Kesepakatan Bonus Samsung Picu Gelombang Tuntutan Serikat Pekerja di Korea Selatan
Baca dalam 60 detik
- Samsung menyetujui alokasi 10,5% laba operasional semikonduktor untuk bonus pekerja, menghindari pemogokan massal 48.000 karyawan.
- Kesepakatan ini melanggar norma global karena bonus dihitung dari laba sebelum pajak, memicu kekhawatiran investor dan pemerintah.
- Serikat pekerja di Kakao, LG Uplus, dan Hyundai Heavy Industries mulai menuntut skema serupa, berpotensi mengubah lanskap hubungan industrial Korea Selatan.

Kesepakatan bersejarah antara Samsung Electronics dan serikat pekerjanya telah mengubah peta perundingan upah di Korea Selatan. Dalam perjanjian yang dimediasi pemerintah, raksasa elektronik itu setuju mengalokasikan 10,5 persen laba operasional divisi semikonduktor untuk bonus khusus pekerja chip. Langkah ini tidak hanya mencegah pemogokan massal yang direncanakan selama 18 hari oleh 48.000 pekerja, tetapi juga membuka kotak Pandora bagi perusahaan-perusahaan besar lain di negeri Ginseng.
Beberapa pekerja chip memori diperkirakan menerima bonus total hingga 416.000 dolar AS. Samsung juga menghapus batas atas bonus khusus yang sebelumnya dibatasi 50 persen dari gaji tahunan pekerja. Perjanjian ini mencakup periode 10 tahun pendapatan, menjadikannya salah satu paket kompensasi paling progresif di Korea Selatan.
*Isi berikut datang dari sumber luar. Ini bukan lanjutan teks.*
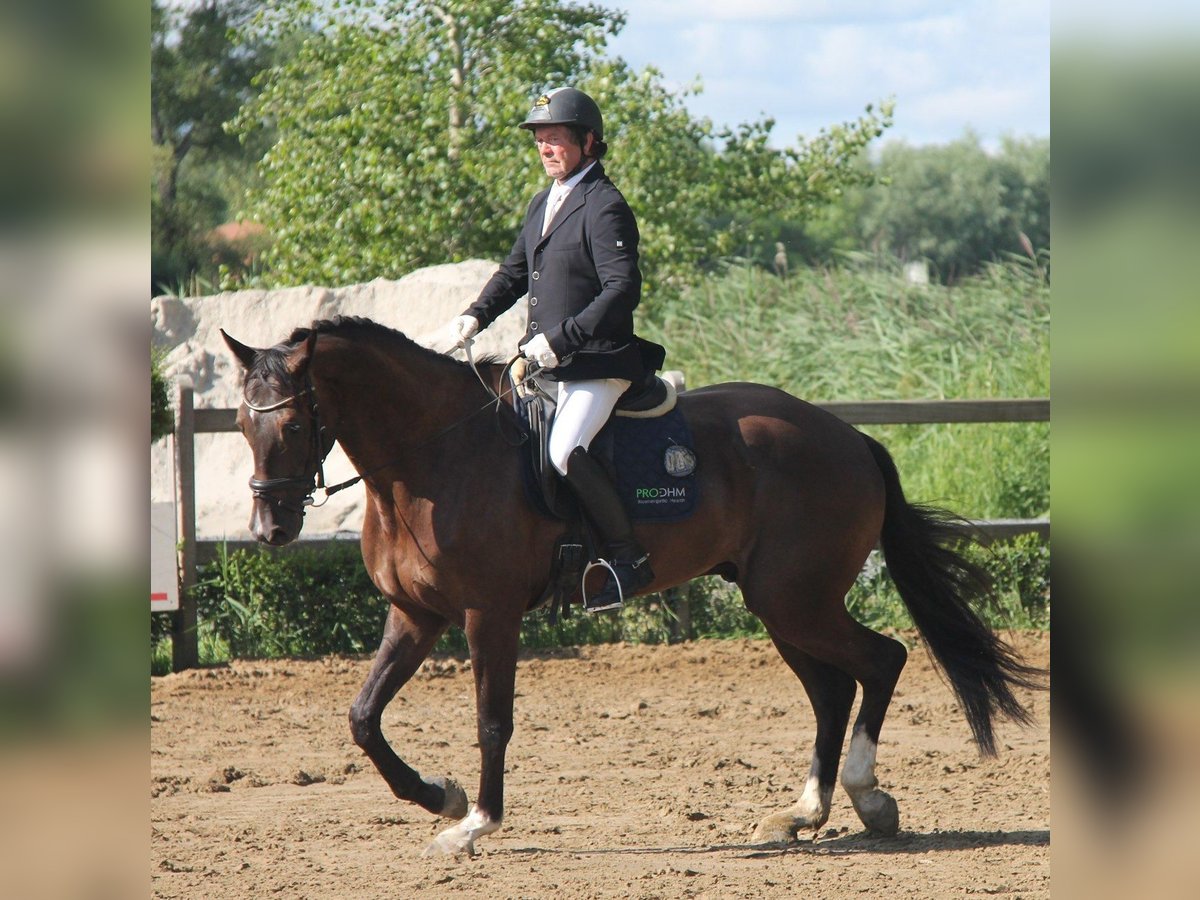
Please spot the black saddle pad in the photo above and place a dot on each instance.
(653, 461)
(655, 465)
Kim Keechang, profesor hukum di Universitas Korea, menilai kesepakatan itu melanggar norma global tentang pembagian laba perusahaan. "Bonus biasanya dihitung setelah pajak dibayarkan. Pekerja chip Samsung secara de facto melompati antrean dalam mengklaim bagian mereka dari kekayaan perusahaan," ujarnya. Bahkan Presiden Lee Jae Myung yang pro-serikat pekerja menyatakan keprihatinan. "Membagi proporsi laba operasional tertentu sebelum pajak, yang bisa disebut bagian publik, adalah sesuatu yang bahkan investor tidak bisa lakukan," katanya dalam rapat kabinet.
Federasi Perusahaan Korea memperingatkan agar kesepakatan ini tidak digeneralisasi. "Perjanjian ini mencerminkan keadaan khusus Samsung Electronics, dan kelompok buruh tidak boleh menyebarkan tuntutan bonus berlebihan ke seluruh industri," demikian pernyataan resmi mereka. Namun, gelombang tuntutan serupa sudah mulai muncul. Pekerja Kakao dan empat afiliasinya mengancam mogok jika tuntutan alokasi 13-15 persen laba operasional untuk bonus tidak dipenuhi. Serikat pekerja LG Uplus dan HD Hyundai Heavy Industries menuntut setidaknya 30 persen laba operasional dialokasikan untuk kompensasi kinerja.
Di Samsung Biologics, pekerja sudah melakukan mogok kerja lima hari bulan ini dengan tuntutan 20 persen laba operasional untuk bonus. Manajemen belum memberikan respons dan perselisihan masih berlangsung. Sekitar 13 persen tenaga kerja Korea Selatan tergabung dalam serikat pekerja pada 2024, sedikit di bawah rata-rata OECD. Namun, frekuensi pemogokan di Korea Selatan jauh lebih tinggi dibandingkan Jepang, faktor yang membuat investor asing ragu menanamkan modal.
Militansi serikat pekerja Korea berakar pada ketidakpuasan historis terhadap chaebol—konglomerat yang mendominasi perekonomian dan dianggap otoriter. Undang-Undang Amplop Kuning yang mulai berlaku Maret lalu semakin memperkuat posisi serikat pekerja. Aturan ini memperluas perlindungan bagi subkontraktor dan mempersulit perusahaan melakukan pembalasan finansial terhadap pekerja yang mogok. Pada hari pertama pemberlakuannya, sekitar 400 kelompok serikat subkontraktor dengan total 81.600 anggota menuntut negosiasi upah dengan manajemen.
Federasi Serikat Pekerja Korea menyerukan agar hasil kesepakatan Samsung dibagi secara adil kepada pekerja mitra. "Pertumbuhan dan produksi Samsung Electronics adalah hasil kerja sama banyak perusahaan mitra dan pekerja," kata mereka. Dengan tekanan dari serikat pekerja di berbagai sektor dan undang-undang baru yang mendukung, Korea Selatan tampaknya akan memasuki era baru hubungan industrial yang lebih konfrontatif.